2005-04-28 16:58:10 | 江戸
 明治4(1871)年から同6(1873)年にかけて欧米を歴訪した岩倉使節団の記録である米欧回覧実記では,米国のBostonの漢字訳を「波士敦」としている.現在米国で発行されている支那語新聞等での漢字訳は「波士頓」を使っている.喜劇俳優の故 益田喜頓氏を覚えている世代の日本人にとっては,後者の方が馴染み易いかもしれない.米野球のファンには,毎年アメリカン・リーグ東地区のペナント・レースで常勝NYヤンキーズの後塵を拝してきたレッド・ソックスの本拠地として知られているに違いない.ベイブ・ルースを新興NYヤンキースに放出して以来,90年近くワールド・シリーズで優勝出来なかったレッド・ソックスも昨秋このジンクスを遂に破り,昨年まで贔屓チームの不甲斐無さを酒の肴や日々の会話の枕詞に頻用していた自虐的かつ熱狂的地元レッド・ソックス・ファンも今年は何か自信を持ってレッド・ソックスの帽子やジャケットを着用しているような印象を街角で受ける.

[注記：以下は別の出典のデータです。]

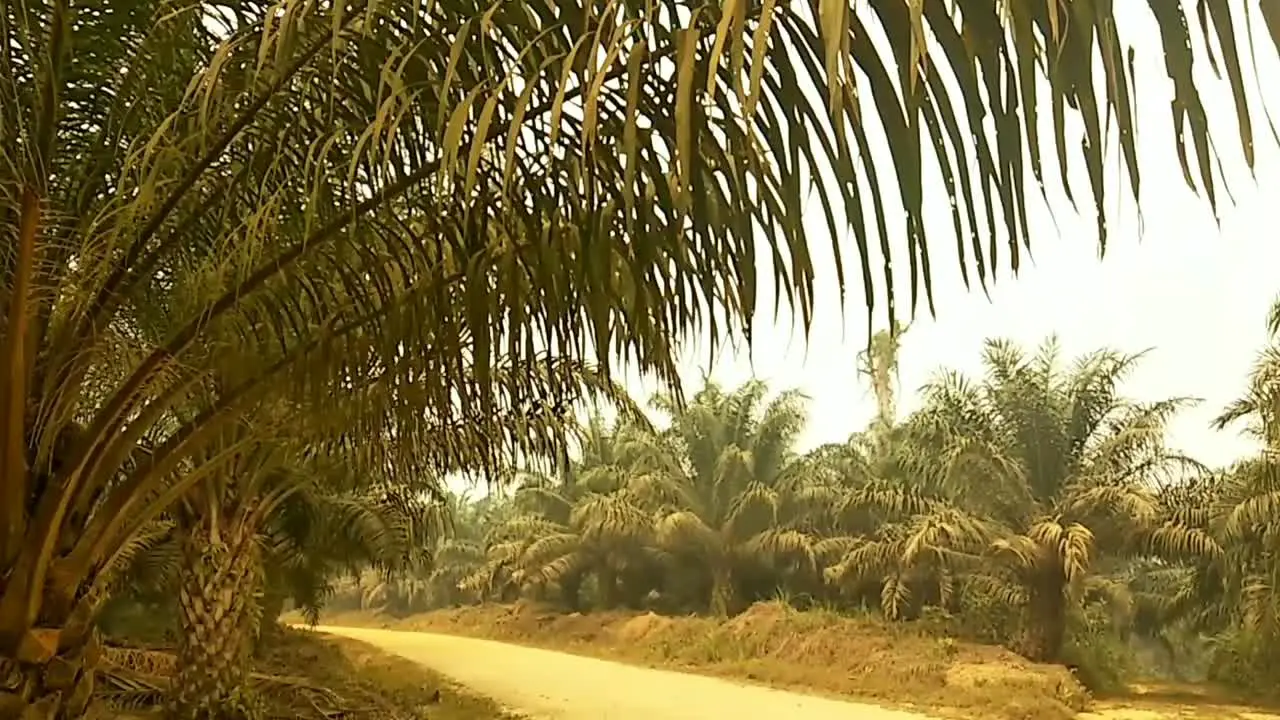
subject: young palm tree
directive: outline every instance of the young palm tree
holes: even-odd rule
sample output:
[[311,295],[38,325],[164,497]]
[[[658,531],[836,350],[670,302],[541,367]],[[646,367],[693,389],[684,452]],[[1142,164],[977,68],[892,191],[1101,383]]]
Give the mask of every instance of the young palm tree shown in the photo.
[[[484,535],[489,521],[485,502],[471,499],[469,491],[444,491],[435,503],[445,521],[442,532],[423,548],[429,562],[408,574],[410,582],[420,581],[422,605],[405,603],[405,611],[413,612],[438,607],[451,607],[478,600],[463,590],[462,583],[484,566]],[[387,578],[390,591],[397,598],[415,594],[396,587],[405,575]]]
[[[1212,21],[1232,58],[1250,162],[1253,138],[1243,41],[1224,5],[1209,8],[1152,5],[1177,148],[1189,136],[1213,202],[1221,143],[1192,75],[1195,25]],[[966,2],[957,15],[941,2],[48,0],[0,6],[0,22],[12,48],[0,58],[6,713],[83,712],[92,674],[49,666],[95,657],[99,571],[196,482],[175,472],[259,403],[386,372],[430,378],[441,415],[459,397],[483,408],[492,386],[464,364],[535,340],[584,359],[589,337],[673,379],[673,338],[704,310],[747,329],[761,238],[775,291],[808,317],[802,164],[834,171],[816,185],[833,229],[835,196],[899,188],[912,285],[926,291],[914,271],[928,266],[926,153],[975,247],[996,234],[999,199],[1014,266],[1028,236],[1020,168],[1042,174],[1042,130],[1065,168],[1083,118],[1101,208],[1114,118],[1138,187],[1135,94],[1106,4],[1068,17],[1058,3]],[[993,84],[1002,74],[1007,88]],[[1046,89],[1048,123],[1034,112]],[[873,109],[892,180],[866,162]],[[870,223],[844,206],[870,267]],[[983,280],[989,247],[974,259]],[[870,299],[866,273],[864,285]],[[141,332],[157,314],[163,332]],[[170,410],[227,368],[234,382],[209,410],[173,424]]]
[[446,538],[433,555],[434,569],[428,578],[433,606],[439,606],[444,597],[461,602],[492,598],[500,571],[491,564],[490,541],[496,528],[519,514],[510,498],[492,494],[460,505],[459,510],[455,536]]
[[318,622],[344,577],[372,570],[394,579],[430,570],[430,549],[451,525],[441,487],[434,476],[411,485],[365,479],[346,488],[312,485],[292,496],[260,536],[260,637],[274,630],[287,600]]
[[[796,439],[806,419],[795,391],[767,398],[764,383],[732,392],[708,383],[687,407],[655,402],[672,419],[664,437],[637,459],[635,472],[667,488],[658,541],[673,560],[705,575],[703,600],[723,615],[739,604],[741,573],[759,562],[812,566],[812,538],[779,525],[798,459]],[[767,401],[766,401],[767,400]]]
[[1176,548],[1175,559],[1190,572],[1168,609],[1198,627],[1242,631],[1242,639],[1254,640],[1239,648],[1253,655],[1245,663],[1277,667],[1280,654],[1271,648],[1280,638],[1280,563],[1271,548],[1280,528],[1280,301],[1267,320],[1271,337],[1244,395],[1214,420],[1219,430],[1243,425],[1259,451],[1194,487],[1199,497],[1170,503],[1172,526],[1197,542]]
[[1271,337],[1244,394],[1213,422],[1218,430],[1241,426],[1258,443],[1256,454],[1163,489],[1162,522],[1145,538],[1161,567],[1147,583],[1144,629],[1210,638],[1211,678],[1242,685],[1280,668],[1280,566],[1271,550],[1280,499],[1280,302],[1267,326]]
[[[555,477],[530,474],[512,497],[518,513],[494,529],[502,538],[491,557],[513,579],[537,590],[554,588],[577,609],[584,582],[593,578],[605,608],[639,595],[627,587],[658,566],[654,547],[653,489],[631,472],[627,452],[637,433],[651,432],[638,408],[613,427],[596,413],[583,429],[580,457]],[[628,582],[628,581],[632,582]]]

 この自虐的かつ熱狂的なファンという点では,数十年に一度という頻度でしか日本シリーズで優勝できない日本の阪神タイガースに通じるものがある.漫画家西原理恵子の『できるかな』シリーズの中で面白可笑しく描かれている大阪は梅田出身の阪神タイガース・ファンの新保信長氏(同シリーズの編集者)のようなファンが波士敦には沢山いて全米にその名を轟かせているのだ.後から来た者に先を越されてしまったという非対称的に屈折した精神風景が,大阪対東京,波士敦対新約克(上記の実記中でのNew York漢字訳,現在の一般的な漢字訳は「紐約」)の間に平行して存在しているように思われてならない.抜き去った者は抜かれた者を歯牙にも掛けていないのだが,抜かれた者は分を弁えず,在りし日の事を思い出しては,ごまめの歯軋りを繰り返している.「週刊アカシックレコード」の或る号で,この非対称的屈折感情の分析枠組みを日韓関係に適用していたが,正鵠を射たものだった事を今でも覚えている.